Since the public availability of large language models from late 2022 onward, the category of "AI fintech" has expanded dramatically in both substance and noise. The substance includes genuine advances in AI-native underwriting, in real-time fraud detection, and in the automation of financial operations that were previously manual. The noise includes a considerable number of companies that have placed a language model interface in front of an unchanged legacy system and described this as an AI product. We have seen this pattern in every category we invest in: a conversational interface for a loan application, a natural language query layer for financial data, a chatbot front-end for customer service at a financial institution. These are improvements to existing workflows, but they are not the AI-native finance thesis that we are investing behind.
The architectural distinction matters because of where the competitive moat lies. A language model placed in front of a legacy loan origination system adds user experience value — customers can describe their needs in natural language, the interface is more forgiving of unusual inputs — but the underwriting decision is still made by the legacy system’s rules engine. The AI component can be swapped out or replicated by a competitor relatively easily. The competitive value of the legacy system — its credit performance data, its compliance framework, its scheme membership — is unchanged. Conversely, a credit decisioning system where the core underwriting model is a machine learning model trained on consented Open Banking data, where the feature engineering is designed for ML inference rather than human-readable rules, and where the model retraining pipeline is integrated with production serving, cannot be replicated by adding an LLM interface to a rules engine. The competitive moat is at the architecture level, not at the interface level.

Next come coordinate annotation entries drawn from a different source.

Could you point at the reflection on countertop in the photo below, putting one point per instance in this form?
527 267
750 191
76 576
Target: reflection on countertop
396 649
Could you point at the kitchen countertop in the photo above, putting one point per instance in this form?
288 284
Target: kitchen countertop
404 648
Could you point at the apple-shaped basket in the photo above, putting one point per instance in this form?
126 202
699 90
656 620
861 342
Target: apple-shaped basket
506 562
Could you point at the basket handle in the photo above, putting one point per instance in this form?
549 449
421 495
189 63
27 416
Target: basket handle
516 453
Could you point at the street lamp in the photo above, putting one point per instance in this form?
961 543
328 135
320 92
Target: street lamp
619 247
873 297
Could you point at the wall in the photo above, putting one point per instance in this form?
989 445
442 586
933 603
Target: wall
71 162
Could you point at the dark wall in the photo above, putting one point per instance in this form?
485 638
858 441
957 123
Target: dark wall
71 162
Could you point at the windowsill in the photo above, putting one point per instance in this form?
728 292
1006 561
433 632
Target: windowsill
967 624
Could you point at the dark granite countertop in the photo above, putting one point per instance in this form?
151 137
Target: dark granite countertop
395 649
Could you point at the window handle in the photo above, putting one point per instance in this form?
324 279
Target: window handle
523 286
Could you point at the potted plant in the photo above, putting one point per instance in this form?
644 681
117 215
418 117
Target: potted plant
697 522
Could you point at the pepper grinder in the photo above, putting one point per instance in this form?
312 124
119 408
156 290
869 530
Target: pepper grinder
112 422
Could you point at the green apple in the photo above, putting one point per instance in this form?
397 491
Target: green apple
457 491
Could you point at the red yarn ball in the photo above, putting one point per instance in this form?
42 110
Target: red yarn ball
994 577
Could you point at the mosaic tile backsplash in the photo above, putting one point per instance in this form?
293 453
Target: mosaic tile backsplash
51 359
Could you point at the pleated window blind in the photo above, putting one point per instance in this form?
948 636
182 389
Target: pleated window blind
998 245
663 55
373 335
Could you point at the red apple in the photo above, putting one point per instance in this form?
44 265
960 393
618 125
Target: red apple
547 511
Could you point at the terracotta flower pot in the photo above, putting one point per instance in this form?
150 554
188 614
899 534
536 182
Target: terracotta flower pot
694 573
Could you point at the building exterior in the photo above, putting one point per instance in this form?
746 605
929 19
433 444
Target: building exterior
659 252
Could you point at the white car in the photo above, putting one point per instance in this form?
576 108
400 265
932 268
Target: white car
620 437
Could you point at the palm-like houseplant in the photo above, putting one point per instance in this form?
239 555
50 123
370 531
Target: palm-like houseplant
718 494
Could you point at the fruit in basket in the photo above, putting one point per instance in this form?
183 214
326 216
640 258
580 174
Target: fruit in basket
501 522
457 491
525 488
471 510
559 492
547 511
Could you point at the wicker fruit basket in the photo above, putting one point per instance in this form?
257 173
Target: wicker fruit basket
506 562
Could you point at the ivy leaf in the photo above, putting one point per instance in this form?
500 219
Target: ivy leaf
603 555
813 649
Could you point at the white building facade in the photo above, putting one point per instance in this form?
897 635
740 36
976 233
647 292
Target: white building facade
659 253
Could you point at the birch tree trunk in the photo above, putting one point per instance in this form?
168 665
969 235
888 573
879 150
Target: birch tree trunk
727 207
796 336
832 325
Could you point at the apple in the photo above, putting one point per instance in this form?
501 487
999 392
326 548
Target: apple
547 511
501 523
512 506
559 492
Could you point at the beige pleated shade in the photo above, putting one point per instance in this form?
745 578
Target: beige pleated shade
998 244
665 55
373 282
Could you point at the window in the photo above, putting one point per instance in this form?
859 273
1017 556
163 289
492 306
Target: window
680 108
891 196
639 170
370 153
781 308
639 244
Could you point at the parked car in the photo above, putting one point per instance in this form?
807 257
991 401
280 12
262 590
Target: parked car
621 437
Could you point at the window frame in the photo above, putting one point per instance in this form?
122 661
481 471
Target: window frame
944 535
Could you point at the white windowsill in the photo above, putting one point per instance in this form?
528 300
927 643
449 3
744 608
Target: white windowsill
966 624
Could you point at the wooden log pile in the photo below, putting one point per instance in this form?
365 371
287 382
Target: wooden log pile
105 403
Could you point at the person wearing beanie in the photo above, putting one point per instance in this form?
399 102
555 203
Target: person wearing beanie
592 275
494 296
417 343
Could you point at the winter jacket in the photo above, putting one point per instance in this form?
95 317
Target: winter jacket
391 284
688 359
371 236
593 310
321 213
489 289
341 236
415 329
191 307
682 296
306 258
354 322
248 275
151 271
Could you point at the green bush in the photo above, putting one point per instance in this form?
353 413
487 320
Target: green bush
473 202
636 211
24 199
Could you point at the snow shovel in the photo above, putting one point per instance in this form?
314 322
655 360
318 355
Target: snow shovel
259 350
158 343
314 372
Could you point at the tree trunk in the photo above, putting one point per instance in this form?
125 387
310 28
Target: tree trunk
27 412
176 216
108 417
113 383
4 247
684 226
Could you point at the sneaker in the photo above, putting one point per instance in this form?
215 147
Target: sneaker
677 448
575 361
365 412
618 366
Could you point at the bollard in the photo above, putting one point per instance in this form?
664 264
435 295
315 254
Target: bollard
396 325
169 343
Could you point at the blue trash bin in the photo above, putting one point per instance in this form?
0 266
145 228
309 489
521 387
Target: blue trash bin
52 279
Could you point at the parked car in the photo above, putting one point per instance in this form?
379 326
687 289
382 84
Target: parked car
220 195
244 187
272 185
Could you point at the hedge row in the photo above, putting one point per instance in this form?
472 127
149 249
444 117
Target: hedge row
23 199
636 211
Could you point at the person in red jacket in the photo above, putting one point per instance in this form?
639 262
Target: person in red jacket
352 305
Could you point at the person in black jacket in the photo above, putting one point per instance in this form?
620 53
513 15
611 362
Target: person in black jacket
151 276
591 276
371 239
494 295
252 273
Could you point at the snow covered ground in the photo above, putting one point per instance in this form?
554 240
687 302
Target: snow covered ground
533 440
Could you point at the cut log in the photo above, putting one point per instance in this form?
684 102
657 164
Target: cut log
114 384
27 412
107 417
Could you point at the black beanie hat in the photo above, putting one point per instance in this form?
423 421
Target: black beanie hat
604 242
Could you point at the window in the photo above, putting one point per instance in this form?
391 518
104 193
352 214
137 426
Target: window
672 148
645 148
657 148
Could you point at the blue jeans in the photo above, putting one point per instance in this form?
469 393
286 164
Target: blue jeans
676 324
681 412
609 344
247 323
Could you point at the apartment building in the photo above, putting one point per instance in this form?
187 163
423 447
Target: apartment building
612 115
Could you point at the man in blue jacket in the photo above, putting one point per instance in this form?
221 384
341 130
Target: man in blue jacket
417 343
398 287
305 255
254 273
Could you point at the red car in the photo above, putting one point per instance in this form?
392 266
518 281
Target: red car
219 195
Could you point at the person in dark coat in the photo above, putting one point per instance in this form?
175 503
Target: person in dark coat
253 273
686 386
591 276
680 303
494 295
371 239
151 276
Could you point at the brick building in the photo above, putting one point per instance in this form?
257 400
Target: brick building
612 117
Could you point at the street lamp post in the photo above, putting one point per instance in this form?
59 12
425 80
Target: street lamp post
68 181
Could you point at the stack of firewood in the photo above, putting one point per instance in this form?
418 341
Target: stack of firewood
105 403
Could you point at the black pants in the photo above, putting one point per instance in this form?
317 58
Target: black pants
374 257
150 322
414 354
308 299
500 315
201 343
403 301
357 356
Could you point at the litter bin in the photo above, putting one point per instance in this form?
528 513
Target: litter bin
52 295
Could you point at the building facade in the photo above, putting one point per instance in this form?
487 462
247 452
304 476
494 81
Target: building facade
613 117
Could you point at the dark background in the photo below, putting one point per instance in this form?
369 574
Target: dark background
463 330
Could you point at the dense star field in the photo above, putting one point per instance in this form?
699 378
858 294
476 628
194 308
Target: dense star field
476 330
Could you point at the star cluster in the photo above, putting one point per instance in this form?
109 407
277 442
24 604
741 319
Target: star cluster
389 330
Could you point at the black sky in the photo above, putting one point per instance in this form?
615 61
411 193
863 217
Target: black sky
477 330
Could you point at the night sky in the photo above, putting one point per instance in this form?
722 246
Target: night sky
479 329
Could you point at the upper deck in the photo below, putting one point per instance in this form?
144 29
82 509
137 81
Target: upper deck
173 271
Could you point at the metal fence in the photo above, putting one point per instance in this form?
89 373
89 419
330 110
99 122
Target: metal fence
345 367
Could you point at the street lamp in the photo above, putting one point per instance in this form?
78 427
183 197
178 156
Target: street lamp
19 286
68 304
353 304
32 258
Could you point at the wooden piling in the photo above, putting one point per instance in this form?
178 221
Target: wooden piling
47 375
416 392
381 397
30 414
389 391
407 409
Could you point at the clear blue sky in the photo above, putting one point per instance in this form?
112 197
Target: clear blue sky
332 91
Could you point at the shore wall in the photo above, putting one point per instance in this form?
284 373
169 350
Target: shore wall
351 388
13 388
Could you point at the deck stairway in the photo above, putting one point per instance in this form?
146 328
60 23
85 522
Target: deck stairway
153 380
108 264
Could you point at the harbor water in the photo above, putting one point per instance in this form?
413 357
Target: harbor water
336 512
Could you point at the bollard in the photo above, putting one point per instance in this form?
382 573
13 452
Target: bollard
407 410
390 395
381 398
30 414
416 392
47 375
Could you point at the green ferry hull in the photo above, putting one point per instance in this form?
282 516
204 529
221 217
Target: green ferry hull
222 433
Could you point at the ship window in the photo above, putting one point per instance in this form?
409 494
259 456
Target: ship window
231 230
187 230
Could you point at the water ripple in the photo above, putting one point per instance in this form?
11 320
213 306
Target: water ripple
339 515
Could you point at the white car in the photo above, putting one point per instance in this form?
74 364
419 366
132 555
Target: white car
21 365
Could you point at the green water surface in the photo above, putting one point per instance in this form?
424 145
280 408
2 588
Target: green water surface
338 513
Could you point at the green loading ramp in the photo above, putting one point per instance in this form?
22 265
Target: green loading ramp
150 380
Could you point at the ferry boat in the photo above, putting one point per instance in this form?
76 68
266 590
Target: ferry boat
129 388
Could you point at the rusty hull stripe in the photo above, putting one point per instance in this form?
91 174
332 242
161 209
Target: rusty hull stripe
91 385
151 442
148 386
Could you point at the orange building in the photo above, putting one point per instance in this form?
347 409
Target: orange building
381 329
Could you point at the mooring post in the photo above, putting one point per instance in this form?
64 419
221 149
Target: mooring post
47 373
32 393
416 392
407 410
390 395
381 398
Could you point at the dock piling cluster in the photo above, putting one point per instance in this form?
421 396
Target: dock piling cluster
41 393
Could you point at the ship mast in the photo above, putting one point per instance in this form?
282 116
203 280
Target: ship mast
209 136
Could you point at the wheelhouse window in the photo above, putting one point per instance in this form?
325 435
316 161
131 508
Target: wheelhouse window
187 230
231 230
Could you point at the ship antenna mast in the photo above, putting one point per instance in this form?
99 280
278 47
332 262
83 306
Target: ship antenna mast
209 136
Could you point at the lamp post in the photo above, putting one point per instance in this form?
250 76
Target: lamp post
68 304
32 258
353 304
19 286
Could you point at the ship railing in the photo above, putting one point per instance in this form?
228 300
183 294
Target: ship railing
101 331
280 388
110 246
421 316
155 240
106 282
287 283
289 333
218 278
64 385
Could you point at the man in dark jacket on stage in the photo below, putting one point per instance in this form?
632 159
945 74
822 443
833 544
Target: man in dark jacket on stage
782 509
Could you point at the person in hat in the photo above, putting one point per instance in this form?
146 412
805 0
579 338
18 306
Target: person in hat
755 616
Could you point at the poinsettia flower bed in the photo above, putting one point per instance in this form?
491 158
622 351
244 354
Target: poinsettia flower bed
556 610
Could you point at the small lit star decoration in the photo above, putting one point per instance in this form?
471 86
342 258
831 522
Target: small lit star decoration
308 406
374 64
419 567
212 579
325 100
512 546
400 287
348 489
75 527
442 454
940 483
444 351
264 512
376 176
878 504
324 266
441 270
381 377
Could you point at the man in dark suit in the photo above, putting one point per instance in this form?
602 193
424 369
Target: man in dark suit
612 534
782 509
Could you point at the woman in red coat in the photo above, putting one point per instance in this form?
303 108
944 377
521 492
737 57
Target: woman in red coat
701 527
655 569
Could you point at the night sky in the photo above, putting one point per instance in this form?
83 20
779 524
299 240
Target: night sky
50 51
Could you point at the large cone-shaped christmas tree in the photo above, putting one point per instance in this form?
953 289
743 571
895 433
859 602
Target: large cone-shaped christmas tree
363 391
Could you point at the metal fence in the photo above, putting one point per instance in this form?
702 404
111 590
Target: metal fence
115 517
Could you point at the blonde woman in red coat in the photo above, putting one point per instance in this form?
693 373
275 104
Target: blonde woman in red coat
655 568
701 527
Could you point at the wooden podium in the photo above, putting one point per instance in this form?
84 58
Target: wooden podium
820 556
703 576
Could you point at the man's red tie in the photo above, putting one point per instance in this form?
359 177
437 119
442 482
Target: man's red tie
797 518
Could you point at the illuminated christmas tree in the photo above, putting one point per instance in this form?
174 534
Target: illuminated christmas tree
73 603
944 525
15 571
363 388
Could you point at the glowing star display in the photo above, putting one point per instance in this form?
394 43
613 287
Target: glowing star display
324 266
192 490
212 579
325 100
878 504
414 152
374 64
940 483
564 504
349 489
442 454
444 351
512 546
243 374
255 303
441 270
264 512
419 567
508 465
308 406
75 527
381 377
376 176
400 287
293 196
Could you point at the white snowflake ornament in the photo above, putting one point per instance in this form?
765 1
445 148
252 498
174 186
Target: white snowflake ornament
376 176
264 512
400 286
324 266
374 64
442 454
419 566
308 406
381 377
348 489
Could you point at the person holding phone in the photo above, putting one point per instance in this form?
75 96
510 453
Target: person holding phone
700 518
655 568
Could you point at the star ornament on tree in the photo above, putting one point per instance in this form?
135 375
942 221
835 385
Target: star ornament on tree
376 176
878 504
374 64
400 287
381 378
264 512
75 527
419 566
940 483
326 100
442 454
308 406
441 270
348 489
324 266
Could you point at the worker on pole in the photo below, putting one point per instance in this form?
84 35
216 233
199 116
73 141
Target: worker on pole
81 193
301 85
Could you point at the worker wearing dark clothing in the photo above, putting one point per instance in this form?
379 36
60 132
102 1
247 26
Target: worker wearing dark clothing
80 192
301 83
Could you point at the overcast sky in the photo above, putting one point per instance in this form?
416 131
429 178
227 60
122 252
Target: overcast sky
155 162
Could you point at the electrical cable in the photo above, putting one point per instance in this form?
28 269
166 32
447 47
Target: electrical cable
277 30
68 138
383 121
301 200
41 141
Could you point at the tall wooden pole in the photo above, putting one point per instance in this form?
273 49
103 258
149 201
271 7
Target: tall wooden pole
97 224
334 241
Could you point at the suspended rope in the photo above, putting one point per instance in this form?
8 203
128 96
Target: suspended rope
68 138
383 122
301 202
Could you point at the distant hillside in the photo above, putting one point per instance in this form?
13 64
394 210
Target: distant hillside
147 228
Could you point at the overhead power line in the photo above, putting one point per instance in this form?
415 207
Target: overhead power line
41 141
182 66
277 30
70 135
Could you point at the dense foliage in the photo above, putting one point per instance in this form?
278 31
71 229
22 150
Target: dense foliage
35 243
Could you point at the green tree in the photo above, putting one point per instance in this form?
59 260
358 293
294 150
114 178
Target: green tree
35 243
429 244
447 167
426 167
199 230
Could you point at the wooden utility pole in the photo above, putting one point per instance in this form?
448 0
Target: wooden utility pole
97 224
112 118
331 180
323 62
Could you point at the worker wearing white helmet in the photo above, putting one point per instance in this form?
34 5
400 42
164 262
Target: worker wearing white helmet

The companies we find most interesting in AI-native finance are those where the product would not exist without the AI component — where the underlying service is only feasible because machine learning makes it tractable. Flowcast, which we backed in 2024, is building AI credit decisioning infrastructure for lenders who need to underwrite borrowers without adequate credit bureau coverage. The decisioning model they provide could not be built as a rules engine — the number of features required, the non-linear interactions between transaction behaviour signals, and the need to retrain against new performance data continuously make a rules-based approximation functionally unusable. The product is only possible as a machine learning system, which means there is no legacy system to wrap an interface around.
The model governance question is where we most frequently probe. An AI-native financial product must answer three regulatory questions clearly: how does the model make a decision on any given input (explainability), how does the firm monitor for model drift and bias (ongoing validation), and what happens when the model is wrong and a customer is harmed (recourse and audit trail). The FCA’s increasing scrutiny of algorithmic decision-making in financial services — informed by the Consumer Duty obligations and the FCA’s work on algorithmic bias in credit — means that these are not theoretical questions for future compliance teams to answer. They are live requirements that affect product architecture today. The companies that have designed their AI systems with explainability and governance as first-class requirements are better placed not only for regulatory examination but for the enterprise sales process, where financial institution buyers increasingly include model governance questions in their vendor due diligence.
We will pass on AI fintech companies where the AI is a feature claim rather than a structural capability. The pattern we have seen consistently: the pitch describes an AI-powered product, the technical diligence reveals a rules engine with one ML feature for scoring, and the data moat story dissolves when you ask how the model is retrained and what the firm will do when model performance degrades. This is not a criticism of any specific company — building genuine AI-native financial infrastructure is hard, and many early-stage teams are doing the difficult work of getting there. But the investment thesis is specific: we are backing AI-native architecture, not AI-adjacent user experience. The distinction is load-bearing for the competitive moat, and we hold to it.